When were you born?

If you were born between 1961 and 1981, you’re part of North America’s Generation X. At 80 million strong, you’d think this generation would command a bit more respect than society tends to give it, but the oldest members of this group are now past 50, and hardy anybody has noticed.

Well, besides those Gen-X’ers who are turning the half-century mark!

As Californian Sara Scribner wrote for Salon.com in August, Gen-X’ers seem to be a forgotten generation, except when people want to compare it with the accomplishments of Baby Boomers, or the allure of Millennials. Remember the media frenzy when Boomers started hitting 50? Meanwhile, today’s new middle-agers are too busy trying to survive to spend much time bewailing their advancing age. Turning 50 today isn’t the same as when Boomers did.

In her article, a rather depressing overview of where Generation X is today and how it got there, Scribner says her cohort has been called "slackers" because they haven't been able to build upon the socioeconomic legacy of those celebrated Boomers. Why haven't Gen-X’ers been more prominent, creating their own mark on our world? Instead, almost everything in history’s past 50 years has basically happened to Gen-X’ers, not because of them.

"Downward mobility is a hallmark of this generation," writer and fellow Gen-X'er Neal Pollack tells Scribner. "I just feel like we’re not going to pull ourselves out of the hole. But what can you do?”

What, indeed.

Of course, having secular writers bemoaning contemporary life without any apparent faith in Christ and His sovereignty is one thing. Yet, to a certain extent, can’t what they say about Generation X also be seen in Gen-X’ers who profess Jesus as Lord? To be sure, God is saving His people in Generation X to be salt and light in this time and place in world history. But frankly, it’s not turning out to be the best of times, is it?

Generation X is the most educated generation in world history, but they’re earning less than their parents did. Gen-X’ers have lived through 1987’s “Black Monday” stock market crash, the dot-com bust of 2000, the mortgage meltdown, the Great Recession, downsizing, offshoring, and now, the part-time employee trend.
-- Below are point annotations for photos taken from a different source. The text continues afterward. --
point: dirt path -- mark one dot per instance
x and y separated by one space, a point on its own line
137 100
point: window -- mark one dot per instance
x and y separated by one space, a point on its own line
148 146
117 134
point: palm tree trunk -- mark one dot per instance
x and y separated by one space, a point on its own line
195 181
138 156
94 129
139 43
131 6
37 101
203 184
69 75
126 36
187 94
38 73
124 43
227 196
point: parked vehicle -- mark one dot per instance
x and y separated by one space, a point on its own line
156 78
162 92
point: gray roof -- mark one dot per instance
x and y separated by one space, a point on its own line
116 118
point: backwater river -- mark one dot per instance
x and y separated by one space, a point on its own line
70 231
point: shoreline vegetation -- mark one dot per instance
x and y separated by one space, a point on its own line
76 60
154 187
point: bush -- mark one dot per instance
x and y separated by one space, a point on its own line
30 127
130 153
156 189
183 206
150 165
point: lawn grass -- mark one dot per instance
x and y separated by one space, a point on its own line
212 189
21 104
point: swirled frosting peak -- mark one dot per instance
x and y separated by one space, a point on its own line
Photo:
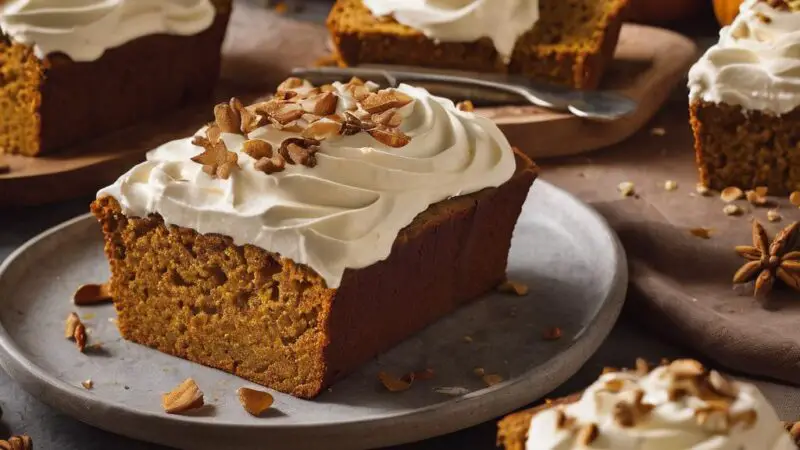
756 64
85 29
502 21
324 176
676 406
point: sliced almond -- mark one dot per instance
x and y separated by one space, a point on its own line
254 401
320 104
257 149
513 287
185 397
70 325
384 100
322 129
391 137
730 194
392 383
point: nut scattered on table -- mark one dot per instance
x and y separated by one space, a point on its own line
626 188
513 287
253 401
732 210
187 396
90 294
730 194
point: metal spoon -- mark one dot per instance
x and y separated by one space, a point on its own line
486 89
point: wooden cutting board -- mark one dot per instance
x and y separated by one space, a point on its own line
260 50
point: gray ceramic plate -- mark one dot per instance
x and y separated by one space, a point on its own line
562 249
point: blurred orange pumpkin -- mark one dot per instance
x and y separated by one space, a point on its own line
663 11
726 10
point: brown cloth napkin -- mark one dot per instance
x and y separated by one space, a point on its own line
681 285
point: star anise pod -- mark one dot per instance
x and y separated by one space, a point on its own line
217 161
770 261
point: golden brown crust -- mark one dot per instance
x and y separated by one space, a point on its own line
746 150
571 44
56 102
262 317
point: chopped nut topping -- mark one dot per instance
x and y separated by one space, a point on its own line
730 194
732 210
90 294
321 104
393 384
702 190
465 106
587 434
70 325
384 100
701 232
185 397
492 378
254 401
626 188
755 198
299 151
513 287
270 165
552 334
257 149
23 442
322 129
217 161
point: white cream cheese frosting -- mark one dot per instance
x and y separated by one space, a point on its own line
85 29
673 415
755 65
502 21
345 212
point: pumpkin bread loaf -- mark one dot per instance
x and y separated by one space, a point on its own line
745 101
51 101
570 44
649 409
229 301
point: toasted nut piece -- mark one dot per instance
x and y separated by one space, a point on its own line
384 100
393 384
90 294
289 84
513 287
731 193
254 401
732 210
70 325
185 397
626 188
320 104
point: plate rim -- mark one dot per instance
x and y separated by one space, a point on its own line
63 396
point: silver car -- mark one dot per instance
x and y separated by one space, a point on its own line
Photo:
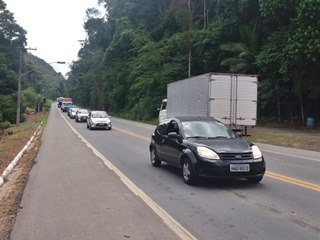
72 112
99 120
81 115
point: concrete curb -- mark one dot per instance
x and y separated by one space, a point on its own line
14 162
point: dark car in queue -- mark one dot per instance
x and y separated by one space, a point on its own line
99 120
81 115
72 112
205 148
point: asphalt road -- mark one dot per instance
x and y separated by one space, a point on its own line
101 185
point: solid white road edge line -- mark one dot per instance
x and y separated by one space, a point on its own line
174 225
290 155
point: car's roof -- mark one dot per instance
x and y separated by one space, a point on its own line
98 111
190 118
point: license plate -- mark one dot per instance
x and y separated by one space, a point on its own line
239 168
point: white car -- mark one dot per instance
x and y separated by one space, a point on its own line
81 115
72 112
99 120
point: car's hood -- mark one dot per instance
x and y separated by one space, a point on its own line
100 119
225 145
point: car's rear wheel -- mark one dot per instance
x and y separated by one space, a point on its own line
254 179
154 158
188 173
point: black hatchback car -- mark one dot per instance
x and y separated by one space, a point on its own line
205 147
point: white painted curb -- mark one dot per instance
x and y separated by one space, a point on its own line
12 165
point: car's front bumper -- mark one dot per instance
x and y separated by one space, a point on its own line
101 125
222 169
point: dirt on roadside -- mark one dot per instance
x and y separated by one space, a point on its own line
12 190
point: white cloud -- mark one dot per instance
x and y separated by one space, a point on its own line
53 27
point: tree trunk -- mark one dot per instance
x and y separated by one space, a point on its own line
279 108
190 37
302 110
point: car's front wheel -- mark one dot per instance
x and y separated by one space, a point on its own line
154 159
188 173
254 179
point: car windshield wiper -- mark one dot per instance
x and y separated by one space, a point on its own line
218 137
198 137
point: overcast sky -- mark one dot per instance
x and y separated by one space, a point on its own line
53 27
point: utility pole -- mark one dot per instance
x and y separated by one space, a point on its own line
21 51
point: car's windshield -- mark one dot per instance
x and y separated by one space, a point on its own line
207 129
99 115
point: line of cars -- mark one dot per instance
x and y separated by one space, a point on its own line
96 119
202 147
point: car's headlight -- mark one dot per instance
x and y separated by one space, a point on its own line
207 153
256 152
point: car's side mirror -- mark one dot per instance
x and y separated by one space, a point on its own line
174 135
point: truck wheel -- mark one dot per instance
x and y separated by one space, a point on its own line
188 173
153 157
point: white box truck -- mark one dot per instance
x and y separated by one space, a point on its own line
230 98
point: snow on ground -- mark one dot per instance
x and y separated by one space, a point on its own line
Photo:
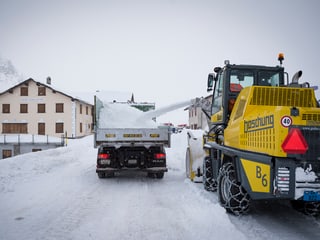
56 194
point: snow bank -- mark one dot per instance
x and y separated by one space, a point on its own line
122 115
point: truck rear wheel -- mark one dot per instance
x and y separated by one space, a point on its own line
308 208
209 183
101 175
105 175
232 195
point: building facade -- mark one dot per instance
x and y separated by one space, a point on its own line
35 108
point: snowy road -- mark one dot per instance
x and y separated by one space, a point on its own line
56 194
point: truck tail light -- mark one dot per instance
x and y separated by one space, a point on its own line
295 143
159 156
103 156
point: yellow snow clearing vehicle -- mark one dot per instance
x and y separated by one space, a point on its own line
264 138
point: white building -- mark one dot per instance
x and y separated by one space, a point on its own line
34 108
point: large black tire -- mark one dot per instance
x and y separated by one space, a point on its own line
209 183
232 195
308 208
105 175
160 175
101 175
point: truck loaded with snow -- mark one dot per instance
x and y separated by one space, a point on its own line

Say what you will about America’s widening income disparity, but Gen-X’ers are living it every day.

Time was, married people tended to fare better during a rocky economy, but Generation X was born into an era when failed marriages lost their social taboos. The divorce rate skyrocketed when Gen-X’ers were kids, and never sank when it came their turn down the aisle. Today, many Gen-X’ers are not only single by choice, but single again in frustratingly high numbers, both inside and outside the church.

Television journalist Tom Brokaw famously categorized the parents of Boomers as the "Greatest Generation," since they'd survived two catastrophic world wars and turned around to build the most rapid expansion of our economy in America's history. Of course, the Greatest Generation created some major problems that Boomers are passing on to Gen-X'ers, such as a Social Security Administration that has been woefully under-funded since at least 1982. After the Boomers are done with it, retirement will likely be a think of the past for Gen-X’ers.